The mansion house located at 24 Rue de Berri, now called the Hôtel Cornudet des Chaumettes, has been converted to offices to host the Engel & Völkers Paris headquarters. This property possesses a particular history: it was one of the last structures in this area of Paris to belong to the Royal family and many other important families after that.
Engel & Völkers Paris Market Center : a prestigious and historic building
A luxurious property located in a historic area
A long time ago, however, before the influx of big companies wishing to establish themselves here, Rue de Berri was nothing more than a village surrounded by swamps and forests on the doorstep of Paris. From 1640 onwards, Rue de Berri and the adjacent streets were used as a royal nursery, preserving trees and flowers for the king’s residences.
Under the Regency, the Currency Director, whose new Hotel had just been built, set up a housing development project. Unfortunately, this project was never completed. In 1755, the Saint-Florentin Comte, Secretary of State for the Royal household, acquired the grounds of the former royal nursery, which he gave to his mistress the Langeac Comtesse in 1765.
A few years later, in 1772, she sold the field to the Comte d'Artois (Louis XVIth youngest brother), who had plans to build housing.
This real estate project helped develop new streets, such as Rue de Ponthieu, Rue d'Angoulême (which would later become Rue de la Boétie) and Rue Neuve-de-Berri, adjacent to Rue de Berri. The latter emerged at the same time as the aforementioned streets and was first called Ruelle de Chaillot, then Ruelle de l'Oratoire.
After being enlarged and paved, the street became Rue de la Fraternité, and finally, in 1848, Rue de Berri, as we now know it today. In 1864, the street was extended to Boulevard Haussmann, originally running only to Rue du Faubourg Saint-Honoré.
Rue de Berri has today evolved into the centre of the business district, attracting many big companies to its strategic and prestigious location, within walking distance of the Champs-Élysées.
Despite all these changes throughout history, some relics from the past are still present in this street, such as the imposing Hôtel Cornudet des Chaumettes, occupied by Engel & Völkers.
The history of a unique mansion
The mansion was built in 1825 by Dominique Bureaux, a lawyer at the time. However, he decided to sell the property only 2 years after having it built, to Armand Amé from Saint-Didier, a magistrate and Knight of the Legion of Honor. He was the son of Alexandre Amé of Saint-Didier, Baron of the Empire and Peer of France under Napoleon.
The property was then ceded to a family from Brittany in 1858, with Charles, Prince of Talmont and Duke Trémouille, as heirs.
In 1872, Louise Fould, niece of Achille Fould, who was the Finance Minister under the Second Empire and an advocate for free trade, bought the mansion.

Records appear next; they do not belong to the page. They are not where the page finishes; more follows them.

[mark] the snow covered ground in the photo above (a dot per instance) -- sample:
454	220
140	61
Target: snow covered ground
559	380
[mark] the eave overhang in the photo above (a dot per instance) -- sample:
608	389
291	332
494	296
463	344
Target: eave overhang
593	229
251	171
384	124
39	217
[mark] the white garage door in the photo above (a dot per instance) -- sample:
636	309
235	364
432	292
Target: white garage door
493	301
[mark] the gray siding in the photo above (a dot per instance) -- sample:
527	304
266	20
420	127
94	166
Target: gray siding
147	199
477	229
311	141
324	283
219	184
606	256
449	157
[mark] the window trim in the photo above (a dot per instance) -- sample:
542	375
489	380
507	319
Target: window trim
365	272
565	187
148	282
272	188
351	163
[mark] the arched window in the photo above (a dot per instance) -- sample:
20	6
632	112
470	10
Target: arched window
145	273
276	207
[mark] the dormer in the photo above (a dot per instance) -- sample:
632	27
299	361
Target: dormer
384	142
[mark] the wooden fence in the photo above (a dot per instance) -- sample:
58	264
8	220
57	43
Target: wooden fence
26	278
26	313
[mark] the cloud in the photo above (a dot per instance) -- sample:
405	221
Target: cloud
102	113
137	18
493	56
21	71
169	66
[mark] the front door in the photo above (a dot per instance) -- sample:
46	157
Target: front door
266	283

As an Art history and literature lover, Louise Fould transformed ‘24 Rue de Berri’ into a literary parlour that became one of the most famous and popular ones in Paris.

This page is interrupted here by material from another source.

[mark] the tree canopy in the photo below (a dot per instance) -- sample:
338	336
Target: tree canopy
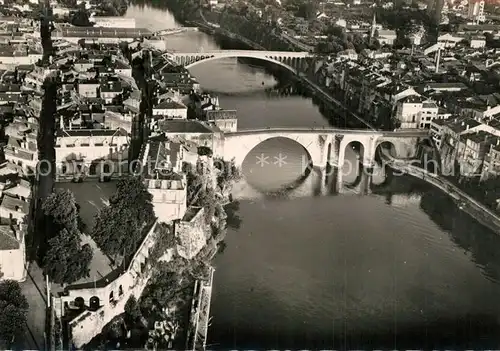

The mansion welcomed many famous contemporary authors, such as Gustave Flaubert, Marcel Proust, Alexandre Dumas, and Théophile Gautier.
In 1886, the property was once again sold, this time to the Cornudet des Chaumettes family.
Amongst the members of the family, Louis Joseph Emile, deputy of the Creuse region under the 3rd Republic and Honoré François Joseph, who was a deputy then a senator, also under the 3rd Republic.
Since then, the mansion is still owned by the same family, which make the current owners the heirs of the Comte de Cornudet.